Robert J. Reynolds Sharon, Connecticut

Maybe I’m not deep enough — or wide enough, or broad enough — but I sometimes think that anything sufficiently weird, with its words arranged in a peculiar pattern on the page, will eventually wind up in your magazine as a poem.

Andrea J. Tuttle Roseburg, Oregon

Looking through a very old issue of The Sun [July 1976], I was happy to read Sy’s article on interviewing Swami Muktananda and discover that the swami gave him the heebie-jeebies, too.

About fifteen years ago, I traveled to Muktananda’s ashram with three hundred other devotees. With its pastel green, pink, and blue buildings, it looked rather like Disneyland. I was put to work taking pebbles and insects out of pans of rice, and sweeping leaves from the paths. It did teach me patience.

For me the ashram had a peculiar, unreal atmosphere: the peacock feathers, the little mirrors everywhere, the bleak gardens with plaster statues of Jesus and Mary. I had the feeling that Muktananda’s followers were a closed circle, and that they had the ability to look right through me as if I didn’t exist.

At one of the assemblies, we were allowed to put our questions for Muktananda in a box. His assistant, a beautiful young woman who later succeeded him, took them out and translated them. Most of them were about blue lights and strange visions.

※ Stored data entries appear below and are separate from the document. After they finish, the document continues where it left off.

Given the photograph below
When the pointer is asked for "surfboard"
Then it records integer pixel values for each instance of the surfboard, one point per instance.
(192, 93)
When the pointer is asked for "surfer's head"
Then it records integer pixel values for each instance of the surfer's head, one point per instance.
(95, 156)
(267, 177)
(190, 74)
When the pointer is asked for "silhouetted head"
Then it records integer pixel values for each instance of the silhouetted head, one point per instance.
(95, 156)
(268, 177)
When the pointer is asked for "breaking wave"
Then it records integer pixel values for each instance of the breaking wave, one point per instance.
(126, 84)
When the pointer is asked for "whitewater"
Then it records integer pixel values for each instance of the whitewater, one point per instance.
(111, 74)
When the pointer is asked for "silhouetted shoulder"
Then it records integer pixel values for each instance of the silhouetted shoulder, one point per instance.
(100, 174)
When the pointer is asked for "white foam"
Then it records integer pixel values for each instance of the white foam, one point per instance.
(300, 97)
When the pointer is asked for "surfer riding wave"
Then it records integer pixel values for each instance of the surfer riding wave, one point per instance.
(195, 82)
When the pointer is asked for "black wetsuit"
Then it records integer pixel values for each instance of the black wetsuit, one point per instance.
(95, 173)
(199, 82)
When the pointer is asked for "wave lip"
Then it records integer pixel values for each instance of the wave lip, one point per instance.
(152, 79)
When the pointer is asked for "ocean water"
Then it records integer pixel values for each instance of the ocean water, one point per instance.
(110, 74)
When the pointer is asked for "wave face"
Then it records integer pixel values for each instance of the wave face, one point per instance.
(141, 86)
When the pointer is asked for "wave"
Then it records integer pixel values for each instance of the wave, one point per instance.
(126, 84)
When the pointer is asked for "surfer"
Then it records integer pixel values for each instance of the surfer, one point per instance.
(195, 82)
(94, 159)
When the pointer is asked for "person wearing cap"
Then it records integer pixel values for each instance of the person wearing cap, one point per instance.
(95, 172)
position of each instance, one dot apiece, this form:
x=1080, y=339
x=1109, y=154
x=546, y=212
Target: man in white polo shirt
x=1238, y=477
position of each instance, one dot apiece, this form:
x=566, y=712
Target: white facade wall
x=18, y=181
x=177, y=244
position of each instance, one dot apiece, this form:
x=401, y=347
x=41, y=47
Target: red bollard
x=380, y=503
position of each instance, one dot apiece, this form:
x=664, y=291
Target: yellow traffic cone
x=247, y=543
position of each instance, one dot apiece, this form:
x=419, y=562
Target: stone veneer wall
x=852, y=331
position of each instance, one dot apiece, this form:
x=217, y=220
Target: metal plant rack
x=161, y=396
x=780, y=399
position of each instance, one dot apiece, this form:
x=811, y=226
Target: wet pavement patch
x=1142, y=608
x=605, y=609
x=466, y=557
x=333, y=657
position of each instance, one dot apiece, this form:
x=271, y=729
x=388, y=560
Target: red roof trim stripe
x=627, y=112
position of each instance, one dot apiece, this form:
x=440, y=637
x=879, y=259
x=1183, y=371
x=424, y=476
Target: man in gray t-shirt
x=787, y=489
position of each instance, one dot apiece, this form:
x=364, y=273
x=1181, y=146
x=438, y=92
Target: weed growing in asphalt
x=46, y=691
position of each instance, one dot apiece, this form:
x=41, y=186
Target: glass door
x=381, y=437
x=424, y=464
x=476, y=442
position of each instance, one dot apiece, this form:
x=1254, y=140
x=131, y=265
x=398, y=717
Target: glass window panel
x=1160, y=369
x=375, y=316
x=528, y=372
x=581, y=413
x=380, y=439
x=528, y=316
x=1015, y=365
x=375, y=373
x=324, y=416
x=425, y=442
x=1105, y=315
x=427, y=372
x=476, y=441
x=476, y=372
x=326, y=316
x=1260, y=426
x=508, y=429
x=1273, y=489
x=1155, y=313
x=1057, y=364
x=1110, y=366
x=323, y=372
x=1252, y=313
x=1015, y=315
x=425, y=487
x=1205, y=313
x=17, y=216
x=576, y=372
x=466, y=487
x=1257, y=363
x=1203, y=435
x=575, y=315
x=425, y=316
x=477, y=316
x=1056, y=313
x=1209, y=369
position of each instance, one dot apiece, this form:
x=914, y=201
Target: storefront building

Then she read my question: “Does Baba Muktananda think that [EST founder] Werner Erhard is an enlightened being?” To my surprise, Muktananda practically leapt from his seat in rage. He screamed, and the woman translated: “Whoever asked this question is a bad person and no friend of Werner’s. They should leave the ashram.”

I didn’t have the courage to stand up and announce that the question was mine.

Grace Huffman Woody Creek, Colorado

I read The Sun from back to front, always finding a Sunbeam that smacks of truth or tickles a rib . . . and at least one inscription for my headstone.

The absence of advertising is a blessed relief. All my other subscriptions are falling by the wayside. The Sun is the ambivalence, the paradox, the oxymoron, the horrible perfection of life.